Прямо заметим: безопасность и спокойствие государства доверяли мелкой личности. Бывший соученик Пушкина М. А. Корф, рано достигший степеней известных, так отзывался о Бенкендорфе: «Без знания дела, без охоты к занятиям, отличавшийся особенно беспамятством и вечною рассеянностью, которые многократно давали повод к разным анекдотам, очень забавным для слушателей или свидетелей, но отнюдь не для тех, кто бывал их жертвою, наконец — без меры преданный женщинам, он никогда не был ни деловым, ни дельным человеком и всегда являлся орудием лиц, его окружавших.
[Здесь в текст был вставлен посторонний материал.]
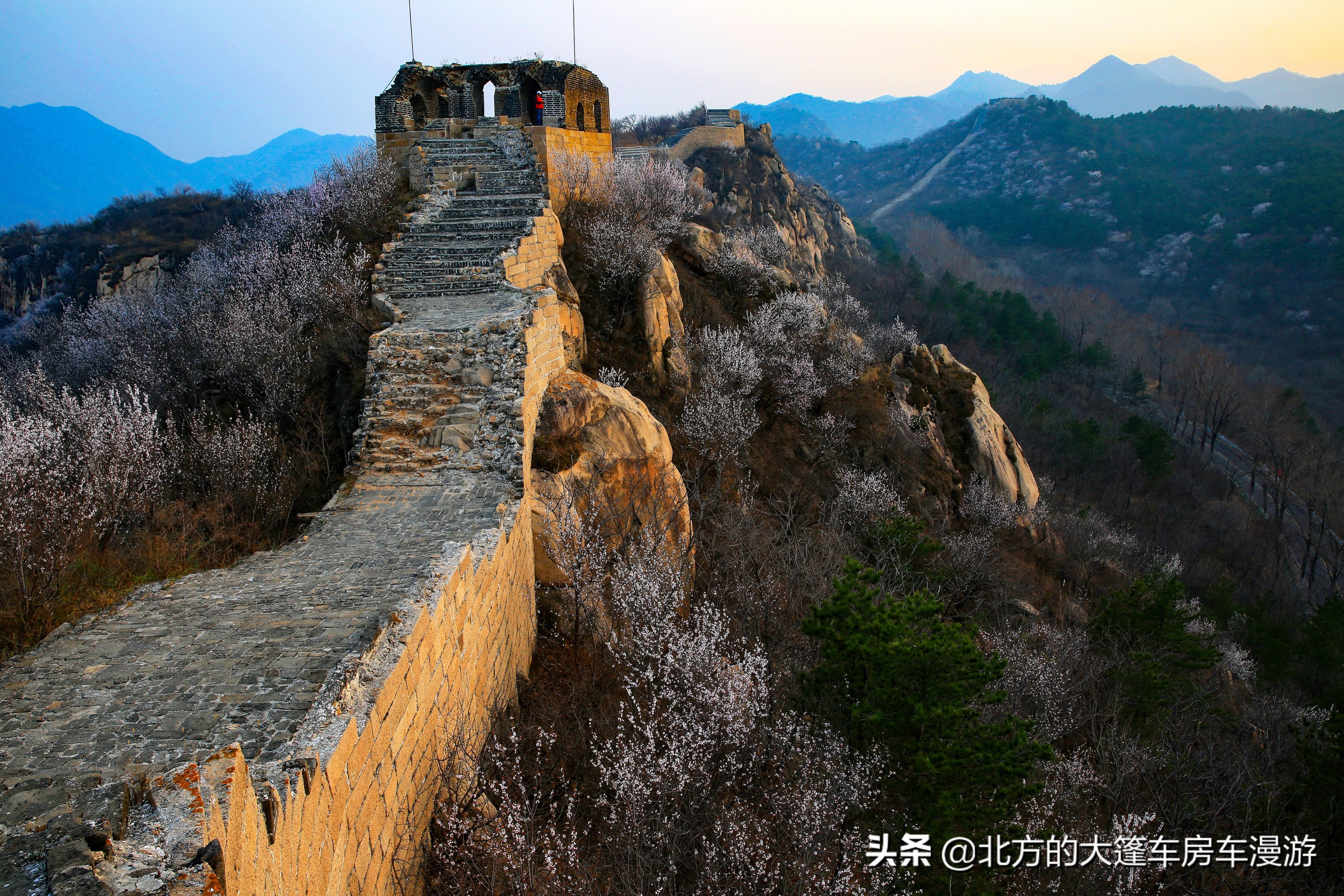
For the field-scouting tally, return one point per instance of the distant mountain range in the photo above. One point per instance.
(60, 163)
(1109, 88)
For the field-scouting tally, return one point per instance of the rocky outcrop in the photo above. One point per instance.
(140, 277)
(601, 455)
(948, 401)
(755, 188)
(660, 312)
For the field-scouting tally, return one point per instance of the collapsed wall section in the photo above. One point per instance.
(279, 727)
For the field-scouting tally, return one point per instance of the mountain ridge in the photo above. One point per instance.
(101, 162)
(1108, 88)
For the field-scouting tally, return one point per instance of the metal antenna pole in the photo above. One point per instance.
(412, 21)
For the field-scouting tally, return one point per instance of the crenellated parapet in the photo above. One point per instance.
(277, 727)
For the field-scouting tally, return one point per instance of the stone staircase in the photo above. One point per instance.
(440, 392)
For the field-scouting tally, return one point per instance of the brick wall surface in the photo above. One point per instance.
(359, 821)
(707, 136)
(296, 709)
(547, 142)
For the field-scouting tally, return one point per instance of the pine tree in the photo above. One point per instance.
(897, 676)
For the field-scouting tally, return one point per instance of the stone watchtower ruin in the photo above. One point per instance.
(556, 104)
(277, 729)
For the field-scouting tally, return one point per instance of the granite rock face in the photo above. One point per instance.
(948, 405)
(753, 188)
(601, 453)
(660, 312)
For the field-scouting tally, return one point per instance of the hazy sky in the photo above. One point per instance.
(224, 77)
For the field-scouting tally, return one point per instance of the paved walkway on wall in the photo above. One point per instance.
(265, 649)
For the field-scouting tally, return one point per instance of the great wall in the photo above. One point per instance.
(279, 727)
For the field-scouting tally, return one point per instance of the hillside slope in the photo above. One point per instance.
(60, 163)
(1226, 222)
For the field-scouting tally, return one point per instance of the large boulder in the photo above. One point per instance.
(965, 430)
(994, 452)
(660, 311)
(601, 456)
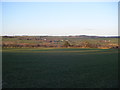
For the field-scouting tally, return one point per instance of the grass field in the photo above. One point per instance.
(60, 68)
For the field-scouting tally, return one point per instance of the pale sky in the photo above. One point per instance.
(60, 18)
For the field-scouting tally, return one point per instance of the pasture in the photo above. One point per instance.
(59, 68)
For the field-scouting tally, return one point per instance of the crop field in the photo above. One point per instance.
(59, 68)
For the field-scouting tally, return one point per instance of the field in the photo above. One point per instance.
(60, 68)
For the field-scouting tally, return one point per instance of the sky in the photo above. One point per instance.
(60, 18)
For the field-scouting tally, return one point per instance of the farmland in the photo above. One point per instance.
(60, 41)
(60, 68)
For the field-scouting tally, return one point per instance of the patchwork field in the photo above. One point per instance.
(60, 68)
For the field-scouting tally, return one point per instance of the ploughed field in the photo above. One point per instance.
(59, 68)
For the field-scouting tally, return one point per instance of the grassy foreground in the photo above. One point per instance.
(60, 68)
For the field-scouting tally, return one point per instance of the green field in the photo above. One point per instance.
(60, 68)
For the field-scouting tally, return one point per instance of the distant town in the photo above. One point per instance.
(78, 41)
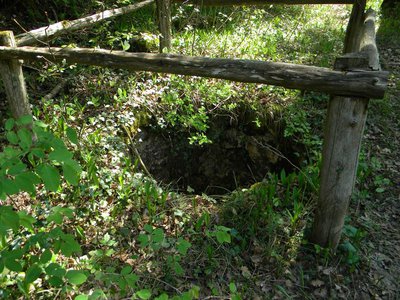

Сидев с ним четыре года в Комитете министров и 10 лет в Государственном совете, я ни единожды не слышал его голоса ни по одному делу… При очень приятных формах, при чем-то рыцарском в тоне и словах и при довольно живом светском разговоре он имел самое лишь поверхностное образование, ничему не учился, ничего не читал и даже никакой грамоты не знал порядочно». Нужно ли говорить, что Бенкендорф не только несведущ был в литературе, но и нетверд в русском языке. Впрочем, в этом он вполне оказался под стать своему царственному патрону. Николая отличала, как писал академик Е. В. Тарле, «глубокая, поистине непроходимая, всесторонняя, если можно так выразиться, невежественность». Поэзия в глазах Николая и Бенкендорфа могла существовать лишь как одно из придворных украшений и развлечений. Этим людям предстояло цензуровать и оценивать творения Пушкина. «Самый дальновидный из них, — писал выдающийся пушкинист и историк Павел Елисеевич Щеголев, — Николай I не мог не сознавать, что борьба с вредоносностью художественного слова Пушкина, с этим блестящим, обильным источником вольномыслия не могла укладываться в рамки расправ следственной комиссии и требовала иных средств».

Прав был П. Е. Щеголев, который видел главную задачу изучения последних десяти лет жизни Пушкина в том, чтобы «показать ту бесконечную серую пелену, которая окутала Пушкина в 1826 г., развертывалась во все течение его жизни и не рассеялась даже с его смертью».


* * *

Невероятно сложным и опасным было положение Пушкина во время его первого и на много лет единственного разговора с самодержцем 8 сентября 1826 г. Судьба висела на волоске — один неверный шаг, и можно было — нет, не в Михайловское даже вернуться, а уехать «куда подалее». Друзья поэта потом уверяли, что у Пушкина были с собою стихотворения о повешенных, которые он, при определенном повороте разговора, собирался отдать царю. Точное содержание этих стихов неизвестно, но один из вариантов, многими оспариваемый, таков:

Восстань, восстань, пророк России,
Позорной ризой облекись
И с вервьем вкруг выи
К у. г.[1] явись!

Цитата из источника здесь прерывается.